Instantly turning your Hudson cluster into a Hadoop cluster
Here at my work, I take care of a 30-40 node Hudson cluster for our group. This is probably a relatively bigger Hudson cluster, but I know people out there do set up Hudson clusters of various sizes.
Hudson cluster is used for doing builds, obviously, but I've been thinking it would be nice if this cluster becomes multi-purpose, because there are a lot of things we could do better if we have a lot of computing resources in a more accessible fashion, and setting up multiple different clusters each for a different framework is tedious.
So over the past 2 weekends, I've worked on a hobby project, which lets you turn your Hudson cluster into a Hadoop cluster.
The idea is simple — Hudson knows the shape of its cluster, so why don't we let it start Hadoop JVM on all the nodes, and hook them all together? Hudson could also install Hadoop binaries on all the nodes as necessary, really making this solution a turn-key.

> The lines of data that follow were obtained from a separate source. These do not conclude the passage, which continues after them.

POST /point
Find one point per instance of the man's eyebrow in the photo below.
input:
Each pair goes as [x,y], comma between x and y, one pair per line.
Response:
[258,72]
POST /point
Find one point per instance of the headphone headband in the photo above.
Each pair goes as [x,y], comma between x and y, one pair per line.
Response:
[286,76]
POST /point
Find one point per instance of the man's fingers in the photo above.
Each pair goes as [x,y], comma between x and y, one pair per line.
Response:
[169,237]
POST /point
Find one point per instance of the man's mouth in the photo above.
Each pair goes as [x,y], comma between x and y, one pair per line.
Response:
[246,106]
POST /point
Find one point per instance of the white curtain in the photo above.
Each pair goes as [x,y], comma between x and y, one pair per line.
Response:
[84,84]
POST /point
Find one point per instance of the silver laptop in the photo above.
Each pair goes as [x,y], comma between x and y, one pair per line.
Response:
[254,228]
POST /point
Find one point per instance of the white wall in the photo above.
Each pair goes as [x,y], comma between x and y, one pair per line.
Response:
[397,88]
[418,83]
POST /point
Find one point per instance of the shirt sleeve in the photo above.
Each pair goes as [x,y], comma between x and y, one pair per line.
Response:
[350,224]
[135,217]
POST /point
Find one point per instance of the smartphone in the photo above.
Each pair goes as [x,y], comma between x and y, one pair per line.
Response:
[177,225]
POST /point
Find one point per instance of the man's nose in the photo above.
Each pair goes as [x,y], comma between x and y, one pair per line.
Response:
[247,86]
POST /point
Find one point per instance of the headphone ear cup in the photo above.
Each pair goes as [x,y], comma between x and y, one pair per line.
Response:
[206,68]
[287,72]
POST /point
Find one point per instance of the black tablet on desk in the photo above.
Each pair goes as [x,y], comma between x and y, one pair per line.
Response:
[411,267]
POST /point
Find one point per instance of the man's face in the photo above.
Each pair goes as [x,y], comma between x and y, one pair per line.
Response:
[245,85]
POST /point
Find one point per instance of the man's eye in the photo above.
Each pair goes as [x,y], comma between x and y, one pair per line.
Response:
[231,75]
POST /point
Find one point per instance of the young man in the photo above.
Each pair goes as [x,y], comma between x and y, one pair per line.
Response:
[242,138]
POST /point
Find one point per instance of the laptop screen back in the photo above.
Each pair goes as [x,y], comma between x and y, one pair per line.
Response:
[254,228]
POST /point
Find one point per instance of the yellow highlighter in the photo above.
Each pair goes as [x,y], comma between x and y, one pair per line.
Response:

In this way, you can simplify your Hadoop installation drastically; all you need is, (1) go to Hudson plugin update center, (2) install a Hadoop plugin, and (3) restart Hudson. When Hudson comes back, you have a Hadoop cluster.
My initial motivation was to use Hadoop for analyzing access logs of java.net, but eventually, I think I could use this for Hudson itself, too. Imagine just persisting lots of lots of test results, and doing some data analysis on it in a mass scale. How about using Hadoop for storing old artifacts, so that you can utilize the combined storage of a cluster? Or how about extension of JUnit for distributing tests across a Hadoop cluster?